SOUTHEAST ASIA SHIFTS
Southeast Asia has long been viewed as the final hope for the coal industry - and it’s there where the effects of the financial shift can be most acutely witnessed.
Vietnam’s revised Power Development Plan released in June 2019 revealed 15 of the 16 Build-Operate-Transfer thermal power plants, which largely rely on foreign capital, have been delayed. The plan highlights that many of them will never be built, given increased local government opposition and difficulties in procuring finance.
Instead, Vietnam is planning a rapid pivot to diversify its electricity grid into increasingly lower cost domestic renewable energy projects, balanced by expanded international grid connectivity, gas-peaking power plants and hydroelectricity.
Meanwhile, the number of renewable energy projects has far exceeded expectations.
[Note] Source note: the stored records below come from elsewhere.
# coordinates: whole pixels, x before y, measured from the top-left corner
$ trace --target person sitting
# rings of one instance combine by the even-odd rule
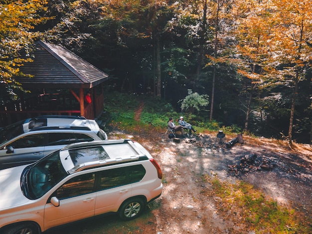
[[[182,116],[180,117],[180,119],[179,119],[179,124],[181,126],[183,126],[183,127],[184,127],[184,128],[188,128],[189,129],[189,134],[190,135],[192,134],[192,130],[194,131],[194,132],[196,131],[193,128],[193,127],[190,123],[188,123],[188,122],[186,122],[184,120],[184,118],[183,118]]]
[[[178,125],[176,126],[175,124],[173,122],[173,118],[170,117],[169,118],[169,121],[168,121],[168,126],[171,129],[174,129],[175,131],[180,131],[181,134],[182,136],[184,137],[184,131],[183,129],[183,126],[181,126],[180,125]]]

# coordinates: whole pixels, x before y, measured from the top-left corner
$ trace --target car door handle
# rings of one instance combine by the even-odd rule
[[[119,193],[126,193],[129,191],[129,189],[124,189],[123,190],[119,191]]]
[[[83,200],[83,202],[90,202],[94,200],[94,198],[89,198]]]

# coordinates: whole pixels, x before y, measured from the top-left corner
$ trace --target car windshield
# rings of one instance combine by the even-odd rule
[[[29,199],[37,199],[68,175],[61,162],[59,151],[55,151],[33,164],[24,176],[27,181],[24,194]]]
[[[23,120],[0,128],[0,145],[23,133],[23,123],[24,122],[25,120]]]

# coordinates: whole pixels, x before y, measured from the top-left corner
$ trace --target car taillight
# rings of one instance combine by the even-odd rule
[[[156,168],[158,178],[159,178],[161,180],[161,179],[162,179],[162,172],[161,172],[161,169],[160,169],[160,167],[159,167],[159,164],[157,163],[156,161],[155,161],[155,159],[154,159],[154,158],[150,159],[150,161],[151,161],[151,162],[152,162],[152,163]]]

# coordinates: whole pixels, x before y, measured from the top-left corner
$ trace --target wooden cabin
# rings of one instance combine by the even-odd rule
[[[20,68],[32,77],[15,78],[31,93],[0,106],[0,126],[42,115],[94,119],[102,114],[103,84],[108,79],[107,74],[62,46],[41,40],[35,44],[34,55],[34,61]],[[84,102],[88,91],[91,93],[90,104]]]

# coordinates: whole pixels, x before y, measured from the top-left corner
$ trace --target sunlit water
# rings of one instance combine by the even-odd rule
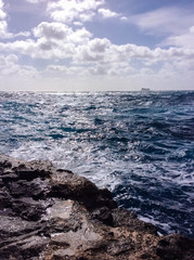
[[[194,236],[194,92],[1,92],[0,131],[1,154],[49,159],[160,233]]]

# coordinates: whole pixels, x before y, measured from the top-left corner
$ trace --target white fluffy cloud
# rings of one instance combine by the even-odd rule
[[[0,78],[37,78],[39,73],[36,68],[18,64],[18,57],[15,54],[0,55]]]
[[[168,37],[163,42],[163,44],[193,49],[193,47],[194,47],[194,26],[190,27],[190,29],[185,34]]]
[[[118,17],[120,14],[112,12],[108,9],[99,9],[98,12],[104,17],[104,18],[113,18]]]
[[[191,10],[171,6],[132,15],[129,21],[148,34],[180,35],[194,25],[194,15]]]
[[[70,24],[91,21],[104,0],[59,0],[48,4],[48,12],[53,21]]]
[[[0,20],[5,20],[7,17],[7,13],[3,10],[3,5],[4,5],[3,1],[0,0]]]

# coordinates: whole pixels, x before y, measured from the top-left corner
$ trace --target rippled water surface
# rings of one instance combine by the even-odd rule
[[[1,92],[0,131],[0,153],[52,160],[160,233],[194,236],[194,92]]]

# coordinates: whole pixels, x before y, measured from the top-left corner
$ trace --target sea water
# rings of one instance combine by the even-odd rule
[[[194,92],[0,92],[0,153],[49,159],[194,236]]]

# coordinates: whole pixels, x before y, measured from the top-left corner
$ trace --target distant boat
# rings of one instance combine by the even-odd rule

Global solar installations exceeded 100GW for the first time in 2018, double the IEA’s estimate made just two years earlier.
Such has been the scale of the shifting financial landscape that smart governments in Southeast Asia are modernising power plans to attract foreign investment. With the coal funding tap closing as institutions restrict lending, major markets are re-orienting plans to focus on zero-emissions, deflationary, domestic, clean sustainable energy.
In January this year, Thailand’s National Energy Policy Council (NEPC) approved a new power plan culling 6GW of delayed coal plants, to be replaced by an eye-catching 2.7GW of floating solar, alongside ground-mounted and rooftop solar projects.
And according to Bloomberg, as part of a drive to attract $59bn in foreign investment, Taiwan has ended plans for coal power and quadrupled its renewable energy ambitions, aiming to build around 27GW by 2025.
The India Central Electricity Authority’s 2030 plan is for 523GW of zero-subsidy renewables backed by 34GW/136GWh of batteries.
The race for much-needed foreign investment is on, and those countries slowest to adapt are being left behind, twiddling their thumbs while the pipeline of coal projects sits in the shop window, growing staler by the day.
As this coal plant closure trend gathers pace, we are within touching distance of the last ever coal-fired power station being built.
The consequences of this will inevitably reverberate through coal export suppliers such as Australia, Indonesia and South Africa. These countries face an industry entering its twilight years. Ignoring this reality will only increase the shock.
When it comes to the energy sector, the financial industry’s path is set. For the countries and companies that fail to recognise the impending death of coal, the road ahead will be rocky indeed.